How much of that consent is really voluntary when you are dealing with banks, telecoms or other big corporations. Can you refuse consent and still obtain service?
You should be able to refuse consent.
The most common take on “What is The Cloud?” is usually something such as “The Cloud is ‘Someone Else’s Computer / Storage’/” I usually add “, probably in another Legal Jurisdiction”.
To me, as a Senior DBA and Security Admint the Cloud makes little sense, except for extreme penny pinchers. The same low cost hardware that makes cloud hosting and computing as a service practical also make it very low cost to run your own fully controlled data centre if you are a major enterprise, such as government or major corporations.
I regard this as belated recognition that we are at risk and have been at risk from lax foreign legal regimes.
In fact, it’s worse: the US “CLOUD” act means that any data under the control of an American firm such as Google, Amazon or Microsoft is to be treated as US information, open to their security services and laws.
Yup. A while back someone I knew had a comiseration party for everyone she know who was turning 60. Somebody there described how his work iPhone had been lifted from his shorts pocket on a crowded transit train car during a European tour.
After telling his tale of woe to several people he bought another iPhone and restored his business data from the iCloud, probably using a backup server subject to the USA PATRIOT Act. Problem solved?
His first thought was how would he operate his business without the device he used to run it. No explicit backups. I was the Senior Mainframe DB and Security Admin for the BC Ministry of Health, well aware of Federal PIPEDA legislation, and provincial PIPA and FOIPPA legislation.
Where to start with what was wrong with taking a business device containing Personally Identifiable client data to another continent, losing control if it, and then restoring it from a USA accessible server.

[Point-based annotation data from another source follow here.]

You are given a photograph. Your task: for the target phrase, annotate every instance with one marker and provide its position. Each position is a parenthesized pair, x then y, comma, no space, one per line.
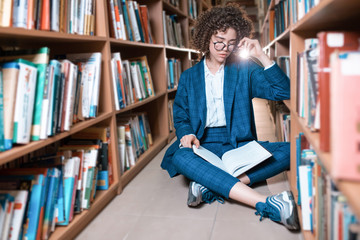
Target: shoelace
(266,212)
(209,197)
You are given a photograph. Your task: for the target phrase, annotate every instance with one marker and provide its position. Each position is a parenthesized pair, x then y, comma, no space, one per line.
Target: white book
(136,81)
(20,199)
(19,16)
(141,81)
(5,19)
(24,103)
(91,72)
(46,102)
(113,19)
(114,79)
(238,160)
(133,21)
(69,98)
(122,147)
(164,29)
(305,178)
(81,17)
(127,77)
(54,15)
(90,157)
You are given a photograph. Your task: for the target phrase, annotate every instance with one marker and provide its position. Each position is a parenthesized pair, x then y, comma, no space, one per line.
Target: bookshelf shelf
(144,159)
(327,15)
(156,107)
(81,220)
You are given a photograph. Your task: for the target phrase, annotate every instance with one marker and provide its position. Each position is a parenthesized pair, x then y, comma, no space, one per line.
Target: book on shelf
(345,115)
(17,216)
(35,211)
(236,161)
(90,66)
(10,73)
(40,57)
(105,175)
(2,136)
(118,82)
(145,74)
(133,21)
(329,42)
(24,103)
(6,211)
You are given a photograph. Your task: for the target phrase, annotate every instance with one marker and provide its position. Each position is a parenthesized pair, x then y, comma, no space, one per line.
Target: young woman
(213,108)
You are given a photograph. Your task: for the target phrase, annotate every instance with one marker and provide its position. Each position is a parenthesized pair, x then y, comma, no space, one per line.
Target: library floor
(153,206)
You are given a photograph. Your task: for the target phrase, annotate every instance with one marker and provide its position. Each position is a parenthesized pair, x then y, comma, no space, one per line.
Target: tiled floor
(153,206)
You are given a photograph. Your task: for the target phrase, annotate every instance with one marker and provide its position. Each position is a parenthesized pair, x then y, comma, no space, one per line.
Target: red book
(345,115)
(328,42)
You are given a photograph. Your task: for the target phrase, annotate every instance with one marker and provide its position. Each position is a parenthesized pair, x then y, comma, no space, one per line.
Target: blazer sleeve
(271,84)
(181,114)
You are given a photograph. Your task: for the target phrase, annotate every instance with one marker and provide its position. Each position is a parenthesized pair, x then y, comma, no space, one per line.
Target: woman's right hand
(189,140)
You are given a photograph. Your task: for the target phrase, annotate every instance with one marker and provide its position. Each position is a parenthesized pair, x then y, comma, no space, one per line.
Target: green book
(40,57)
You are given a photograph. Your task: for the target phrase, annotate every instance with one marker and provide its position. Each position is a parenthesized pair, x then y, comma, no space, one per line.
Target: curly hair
(220,18)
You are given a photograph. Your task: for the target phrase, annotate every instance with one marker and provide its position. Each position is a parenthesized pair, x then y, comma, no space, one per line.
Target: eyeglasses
(219,46)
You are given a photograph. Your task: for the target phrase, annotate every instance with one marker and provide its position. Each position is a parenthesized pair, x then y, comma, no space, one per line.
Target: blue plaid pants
(220,182)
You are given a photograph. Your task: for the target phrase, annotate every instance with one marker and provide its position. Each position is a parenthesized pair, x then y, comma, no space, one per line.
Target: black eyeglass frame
(225,46)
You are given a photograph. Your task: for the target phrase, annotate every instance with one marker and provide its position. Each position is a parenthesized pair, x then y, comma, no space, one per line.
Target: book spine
(24,105)
(19,14)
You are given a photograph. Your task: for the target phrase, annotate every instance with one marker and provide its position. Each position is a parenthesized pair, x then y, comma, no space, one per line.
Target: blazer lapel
(229,91)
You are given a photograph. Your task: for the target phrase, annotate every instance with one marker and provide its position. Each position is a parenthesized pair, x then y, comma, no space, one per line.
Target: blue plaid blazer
(243,81)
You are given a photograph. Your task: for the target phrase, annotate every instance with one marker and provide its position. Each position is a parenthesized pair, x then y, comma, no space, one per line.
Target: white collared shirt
(214,87)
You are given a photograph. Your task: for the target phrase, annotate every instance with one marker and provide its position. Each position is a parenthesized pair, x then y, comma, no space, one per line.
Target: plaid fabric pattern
(243,81)
(218,181)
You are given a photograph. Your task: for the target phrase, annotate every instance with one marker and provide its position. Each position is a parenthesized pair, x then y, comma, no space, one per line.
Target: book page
(209,156)
(241,159)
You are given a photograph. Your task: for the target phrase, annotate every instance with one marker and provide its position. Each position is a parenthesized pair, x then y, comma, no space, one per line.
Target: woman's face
(222,44)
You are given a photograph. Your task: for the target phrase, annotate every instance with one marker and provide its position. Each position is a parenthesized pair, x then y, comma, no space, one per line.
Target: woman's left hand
(253,49)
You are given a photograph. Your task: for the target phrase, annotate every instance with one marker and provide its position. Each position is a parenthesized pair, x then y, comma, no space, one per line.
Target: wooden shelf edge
(314,140)
(21,150)
(38,34)
(351,190)
(133,43)
(144,159)
(80,221)
(168,6)
(284,35)
(138,104)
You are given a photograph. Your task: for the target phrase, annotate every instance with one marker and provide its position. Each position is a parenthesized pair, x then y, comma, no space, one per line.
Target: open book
(236,161)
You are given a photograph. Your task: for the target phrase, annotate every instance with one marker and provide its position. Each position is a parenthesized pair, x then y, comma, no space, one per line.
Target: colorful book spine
(24,105)
(2,137)
(10,81)
(345,115)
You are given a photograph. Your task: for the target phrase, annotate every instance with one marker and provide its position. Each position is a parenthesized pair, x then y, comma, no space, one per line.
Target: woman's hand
(253,49)
(189,140)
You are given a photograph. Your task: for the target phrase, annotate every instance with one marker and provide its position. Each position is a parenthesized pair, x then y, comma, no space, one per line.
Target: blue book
(55,74)
(2,138)
(10,73)
(35,210)
(142,132)
(136,8)
(60,203)
(52,193)
(69,184)
(127,20)
(102,180)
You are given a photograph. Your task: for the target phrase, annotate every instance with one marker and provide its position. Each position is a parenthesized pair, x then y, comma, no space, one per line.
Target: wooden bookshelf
(327,15)
(156,107)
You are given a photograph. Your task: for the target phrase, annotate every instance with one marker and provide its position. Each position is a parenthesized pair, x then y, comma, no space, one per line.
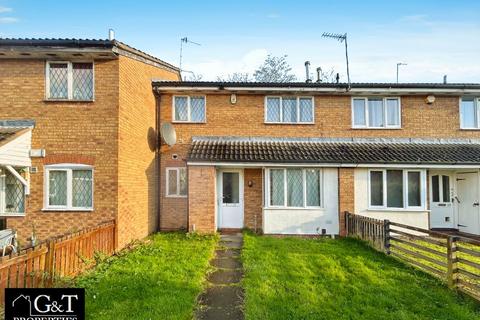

So I just left it alone without commenting.
Despite all the fuss Apple made about no unlocking iPhones at the request of USA Law Enforcement they quickly go access to the decrypted data from a 3rd party. Unlocking a stolen iPhone does not seem to be a big deal. Enterprises such as GrayKey do that routinely, so criminals should be expected to do the same. The same tools that let you “unlock” an iPhone from using an Apple approved service provider can also be used by criminals to make a stolen iPhone useable after it is stolen.
The fate of James Sabzali is a case in point cautionary tale about USA attempts to exert long arm enforcement of their laws and regulations in Canada and elsewhere. Under Canadian Law Sabzali could not refuse to sell water purification technology to Cuban hospitals. The USA’s long memory of the Cuban Missile Crisis led it to enforce their No Truck or Trade act against Sabzali for actions performed in Canada.